1.500 specie di uccelli stanno scomparendo

La denuncia in un rapporto globale sullo stato di conservazione di questi animali: le cause sono varie, ma il colpevole è sempre lo stesso.

Sono 1.469 le specie di uccelli minacciate di estinzione: circa un ottavo delle 10.966 specie conosciute. È il quadro a tinte fosche che emerge dallo State of the World’s BIRDS, il rapporto 2018 sullo stato di conservazione dell’aviofauna pubblicato da BirdLife Internazional.

La singola, più grande minaccia è rappresentata dall’intensificazione delle coltivazioni: il 74% dei pennuti a rischio (ossia 1.091 specie) rischia di scomparire per l’espansione dei campi agricoli, che oggi occupano sei volte più spazio rispetto a 300 anni fa. Dal 1700 ad oggi, le aree convertite all’agricoltura sono passate dal 6% al 38% del totale.

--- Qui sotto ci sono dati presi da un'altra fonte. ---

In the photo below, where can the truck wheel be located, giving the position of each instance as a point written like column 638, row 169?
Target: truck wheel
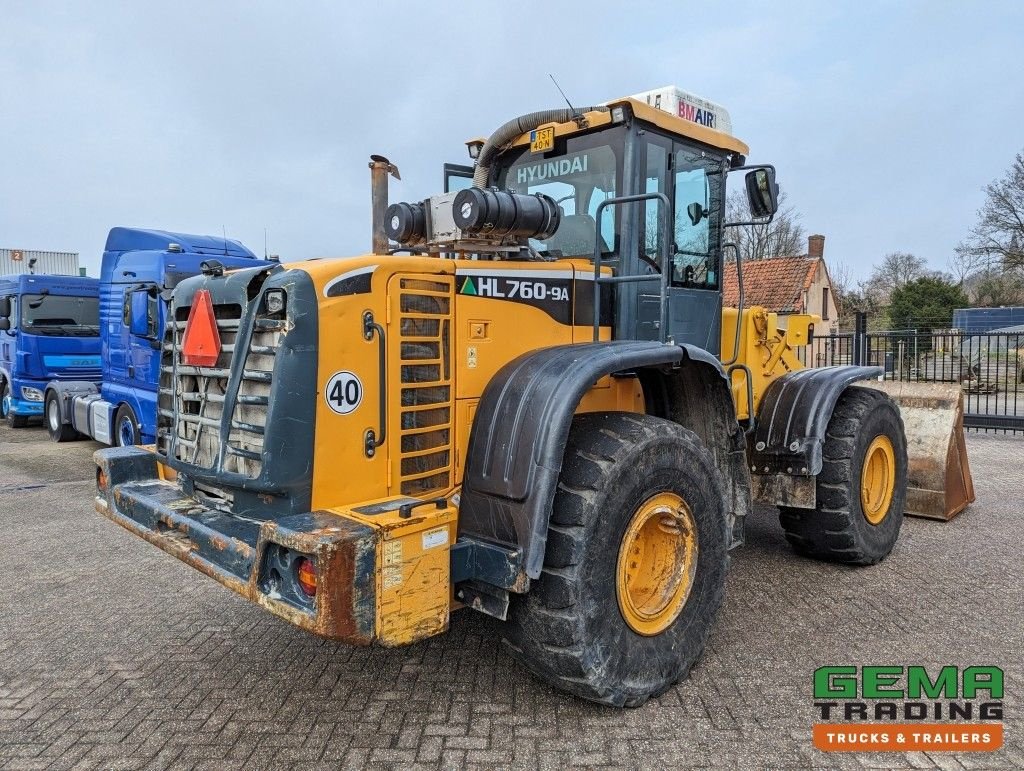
column 635, row 564
column 14, row 421
column 861, row 489
column 58, row 430
column 126, row 427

Massacro nei cieli: a rischio gli uccelli d’Europa


FATTI PIÙ IN LÀ. Le nostre mutate abitudini di consumo, con una dieta sempre più ricca di carne, aumentano la necessità di coltivazioni – come quelle di soia – destinate all’alimentazione del bestiame. Ai tropici, intanto, cresce la domanda di terre da adibire alla coltivazione di piante di caffè, di cacao, di canna da zucchero e di palme da olio.

La perdita dell’habitat dovuta al disboscamento e al prosciugamento delle paludi prima, e alla presenza umana poi, sta decimando specie un tempo abbondanti, come la tortora comune (Streptopelia turtur) in Europa, o il pappagallo cinerino (Psittacus erithacus) in Africa. Anche zigoli (uccelli dell’ordine dei passeriformi), allodole e pavoncelle risentono in particolar modo di queste minacce.

SEMPRE DI MEZZO. Un’altra attività umana, la caccia, sta mettendo sotto pressione 517 specie già a rischio estinzione, come lo zigolo dal collare (Emberiza aureola), che è passato dalla categoria “minor preoccupazione” a “in pericolo critico” in soli 15 anni. Il riscaldamento globale è invece la principale minaccia per altre 485 specie, che assistono impotenti alla scomparsa del loro habitat: tra questi il gufo delle nevi (Bubo scandiacus), impossibilitato a mimetizzarsi in una tundra sempre meno bianca.